Barcelona - 15/02/2009

Autora: Janina Canet

 

 

Con la narración de Joaquin Phoenix y banda sonora de Moby, "Earthlings" es el documental que ha concienciado a medio mundo sobre la obligación de cambiar nuestra manera de relacionarnos con los animales y la necesidad de darles un trato justo y digno. Dicen que quien lo ha visto no ha vuelto a ser el mismo, que le ha cambiado como persona. ¿Estás dispuesto a cambiar tú?

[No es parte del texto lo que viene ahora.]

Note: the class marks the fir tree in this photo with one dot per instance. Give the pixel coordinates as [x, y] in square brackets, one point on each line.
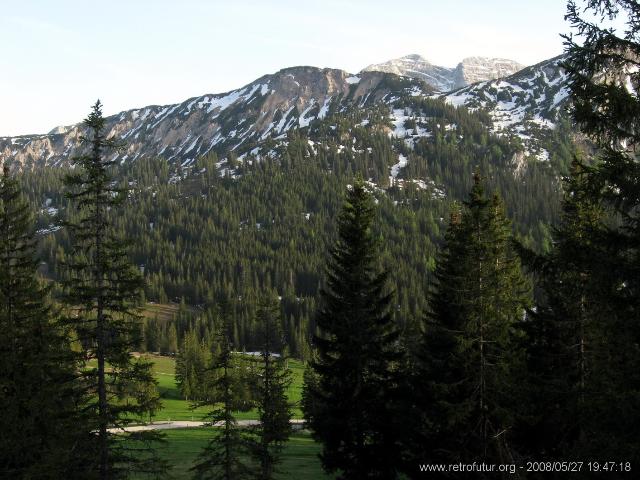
[274, 379]
[471, 354]
[357, 353]
[602, 67]
[567, 337]
[102, 290]
[221, 458]
[41, 428]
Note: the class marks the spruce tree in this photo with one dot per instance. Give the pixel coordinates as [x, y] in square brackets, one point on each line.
[102, 290]
[603, 77]
[567, 336]
[357, 353]
[41, 427]
[222, 459]
[471, 355]
[273, 380]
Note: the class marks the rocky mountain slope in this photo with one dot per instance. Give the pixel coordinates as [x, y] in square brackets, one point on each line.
[237, 120]
[528, 104]
[443, 79]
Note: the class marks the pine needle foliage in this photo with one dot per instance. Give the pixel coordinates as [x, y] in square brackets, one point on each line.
[102, 291]
[357, 353]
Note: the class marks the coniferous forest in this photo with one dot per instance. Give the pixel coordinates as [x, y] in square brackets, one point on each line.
[489, 318]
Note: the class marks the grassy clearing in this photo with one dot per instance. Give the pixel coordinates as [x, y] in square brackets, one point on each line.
[299, 461]
[174, 407]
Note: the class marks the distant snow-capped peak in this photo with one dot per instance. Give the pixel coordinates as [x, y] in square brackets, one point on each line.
[443, 79]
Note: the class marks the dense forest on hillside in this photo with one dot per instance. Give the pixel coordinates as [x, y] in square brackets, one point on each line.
[246, 224]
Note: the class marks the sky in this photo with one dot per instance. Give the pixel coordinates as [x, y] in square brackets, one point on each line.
[58, 57]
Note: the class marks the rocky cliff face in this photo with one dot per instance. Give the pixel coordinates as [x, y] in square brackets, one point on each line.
[470, 70]
[267, 107]
[527, 104]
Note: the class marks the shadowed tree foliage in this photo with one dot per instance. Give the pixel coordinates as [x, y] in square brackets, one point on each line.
[222, 459]
[592, 276]
[102, 290]
[43, 433]
[273, 380]
[357, 353]
[471, 357]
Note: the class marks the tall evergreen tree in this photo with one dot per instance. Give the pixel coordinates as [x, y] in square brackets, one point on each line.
[602, 65]
[357, 353]
[567, 337]
[274, 379]
[102, 290]
[221, 458]
[471, 354]
[41, 428]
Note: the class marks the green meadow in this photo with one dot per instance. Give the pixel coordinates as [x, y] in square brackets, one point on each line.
[174, 407]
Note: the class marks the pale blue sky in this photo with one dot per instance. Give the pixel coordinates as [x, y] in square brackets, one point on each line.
[58, 57]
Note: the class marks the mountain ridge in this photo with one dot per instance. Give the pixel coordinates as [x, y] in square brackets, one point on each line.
[470, 70]
[244, 119]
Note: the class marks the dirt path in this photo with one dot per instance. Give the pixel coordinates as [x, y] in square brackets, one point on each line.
[296, 423]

Se suele decir que una imagen vale más que mil palabras, y en el caso de "Earthlings", el documental que ha concienciado a una parte del mundo sobre la necesidad de cambiar nuestra manera de tratar a los animales, la expresión cobra más significado que nunca. Todo empezó cuando Shaun Monson aceptó el encargo de rodar unos anuncios públicos que advertían a la población norteamericana sobre la necesidad de esterilizar a sus mascotas y, a medida que fue tirando del hilo y empezó a investigar, y a recibir vídeos anónimos de todas partes del globo donde se mostraba explícitamente la crueldad humana contra las demás criaturas que pueblan este planeta, el proyecto se volvió más ambicioso y se convirtió en un documental de denuncia que abarca, como ningún otro hasta ahora, la dimensión completa y necesaria que requería el asunto. Comprende un extenso estudio sobre las tiendas de animales, granjas de cachorros y perreras, así como granjas industriales, comercio de piel y cuero, las industrias de los deportes y entretenimiento, y finalmente la profesión médica y científica. Quizás lo más relevante y destacable de "Earthlings" es su capacidad de emocionar y conmover, precisamente lo que nos define como seres humanos, logrando concienciar y cambiar la mentalidad de todas aquellas personas que, haciendo de tripas corazón, han tenido la valentía de verlo de principio a fin. No es un documento entretenido y no se anda con rodeos, las imágenes son explícitamente gráficas, y ya era hora de que alguien se atreviera a enseñárnoslas, a través de grabaciones clandestinas en granjas, mataderos, espectáculos de circo, laboratorios y otros muchos escenarios diarios de tortura y genocidio animal. Muchas personas, animalistas y activistas sin ánimo de lucro, se han jugado literalmente la vida tratando de captar estas imágenes con sus cámaras, a menudo haciéndose pasar por un trabajador más, observando a diario las peores aberraciones que uno pueda imaginarse.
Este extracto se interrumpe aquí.